The extreme wildfires that occurred in British Columbia, Canada, in 2017 pumped so much smoke in the upper atmosphere that the resulting cloud circled most of the planet’s northern hemisphere.

The pyrocumulonimbus (pyroCb) cloud was the largest of its kind ever observed and was quickly dubbed the ‘the mother of all pyroCbs’. When this cloud reached the lower atmosphere the sunlight heated it, rising from 11km in altitude to more than 22km.

The cloud’s key ingredient was soot that absorbed solar radiation, heating the air and fuelling the smoke’s rapid rise. With no rain to wash it out in the stratosphere, the cloud continued on for another eight months.

Satellite image in orbit of the 2017 mega cloud.

A mosaic composed from several satellite overpasses of the 2017 mega cloud because the affected area was so large. Image: NASA Earth Observatory

‘Climate change unprecedented in recorded human history’

“This process of injecting soot into the stratosphere and seeing it extend its lifetime by self-lofting was previously modelled as a consequence of nuclear winter in the case of an all-out war between the US and Russia, in which smoke from burning cities would change the global climate,” said the paper’s co-author Alan Robock.

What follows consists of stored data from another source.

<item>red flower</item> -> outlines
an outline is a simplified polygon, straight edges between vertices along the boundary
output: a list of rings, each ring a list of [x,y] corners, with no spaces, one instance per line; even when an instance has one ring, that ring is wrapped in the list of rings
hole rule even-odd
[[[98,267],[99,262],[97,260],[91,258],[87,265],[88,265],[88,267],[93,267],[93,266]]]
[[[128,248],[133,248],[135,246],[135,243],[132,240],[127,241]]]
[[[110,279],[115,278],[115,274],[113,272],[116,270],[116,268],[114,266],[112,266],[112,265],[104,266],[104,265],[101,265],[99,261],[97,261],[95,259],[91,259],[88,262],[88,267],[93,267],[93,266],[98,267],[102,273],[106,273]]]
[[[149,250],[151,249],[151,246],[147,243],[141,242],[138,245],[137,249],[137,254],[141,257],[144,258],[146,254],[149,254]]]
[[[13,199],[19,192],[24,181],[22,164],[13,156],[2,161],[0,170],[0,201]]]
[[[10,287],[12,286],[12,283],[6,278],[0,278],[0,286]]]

“Even a relatively small nuclear war between India and Pakistan could cause climate change unprecedented in recorded human history and global food crises.”

Using a state-of-the art climate model from the National Center for Atmospheric Research, the researchers modelled the lofting and movement of the colossal cloud, including the ratio of soot to other ingredients and the rate at which ozone in the upper atmosphere broke down the smoke.

This showed that the smoke cloud contained about 0.3m tons of soot. By comparison, a nuclear war between India and Pakistan would produce 15m tons, while a war between the US and Russia would be 10 times that again.

The researchers said this study and the observed rapid rise of the smoke plume, its spread and photochemical reactions in the ozone layer provide new insights into the potential global climate impacts from nuclear war.

They now want to use this data to create more accurate, refined nuclear war scenarios to determine the impact on climate and food production on land and the ocean, along with the potential for global famine.